The Latest: In an effort to understand and clarify the facts surrounding the delay of this report, Democracy Forward Foundation submitted two records requests with the Texas Department of State Health Services and the Texas Maternal Mortality & Morbidity Review Committee.


On September 13, 2022, the Houston Chronicle reported that the September 1, 2022 release of maternal mortality data would be delayed until summer of 2023, after the midterms and the next biennial legislative session. According to reports, the delay of this report means that the analysis won’t be available until the 2025 legislative cycle.  Historically, the Texas State Legislature relies on recommendations from the report to advance legislation that address the maternal health crisis in Texas.

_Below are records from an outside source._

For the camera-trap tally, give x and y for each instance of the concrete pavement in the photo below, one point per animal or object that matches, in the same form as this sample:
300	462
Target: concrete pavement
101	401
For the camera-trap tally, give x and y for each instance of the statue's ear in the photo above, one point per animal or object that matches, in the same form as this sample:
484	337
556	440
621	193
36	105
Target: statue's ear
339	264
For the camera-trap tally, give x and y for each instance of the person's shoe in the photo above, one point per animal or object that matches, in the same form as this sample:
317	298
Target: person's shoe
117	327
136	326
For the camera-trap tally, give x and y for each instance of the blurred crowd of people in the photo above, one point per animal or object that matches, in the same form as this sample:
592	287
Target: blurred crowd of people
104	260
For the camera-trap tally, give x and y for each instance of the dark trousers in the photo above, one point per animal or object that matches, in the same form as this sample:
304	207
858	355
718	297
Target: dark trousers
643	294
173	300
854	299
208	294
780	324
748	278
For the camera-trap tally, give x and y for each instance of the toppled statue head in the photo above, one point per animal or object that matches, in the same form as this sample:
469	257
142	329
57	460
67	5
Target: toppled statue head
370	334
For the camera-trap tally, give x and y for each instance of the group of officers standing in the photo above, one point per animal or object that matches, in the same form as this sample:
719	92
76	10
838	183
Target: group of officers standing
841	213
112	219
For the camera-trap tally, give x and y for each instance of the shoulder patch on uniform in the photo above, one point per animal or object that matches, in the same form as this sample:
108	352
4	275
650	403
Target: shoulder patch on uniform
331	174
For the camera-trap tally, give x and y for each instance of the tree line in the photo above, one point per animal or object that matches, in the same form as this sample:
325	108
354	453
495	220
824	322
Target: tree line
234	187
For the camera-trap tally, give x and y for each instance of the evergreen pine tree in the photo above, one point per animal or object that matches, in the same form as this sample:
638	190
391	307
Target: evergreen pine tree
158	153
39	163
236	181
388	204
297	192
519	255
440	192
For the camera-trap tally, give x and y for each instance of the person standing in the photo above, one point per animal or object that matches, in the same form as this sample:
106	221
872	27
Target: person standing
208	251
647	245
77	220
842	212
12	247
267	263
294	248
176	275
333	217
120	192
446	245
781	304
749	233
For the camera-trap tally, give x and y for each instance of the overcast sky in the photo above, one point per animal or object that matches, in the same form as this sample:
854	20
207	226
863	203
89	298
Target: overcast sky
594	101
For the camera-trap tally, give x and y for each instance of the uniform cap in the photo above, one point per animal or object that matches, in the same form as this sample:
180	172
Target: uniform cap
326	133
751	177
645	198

This was expected to be the first major updated count of pregnancy related deaths in nearly a decade.

Texas’s maternal mortality rates exceed that of the U.S. average. Black women in Texas are disproportionately impacted; studies have shown they are 3 times more likely to die than their white counterparts.

Texas is also the uninsured capital of the United States. Before the pandemic, it was estimated that one in five Texans had no health insurance, including more than a quarter of women of reproductive age — the highest rate in the nation. Texas is one of 12 states that has refused to expand Medicaid, even in light of financial incentives and clear calls from medical and business communities to do so.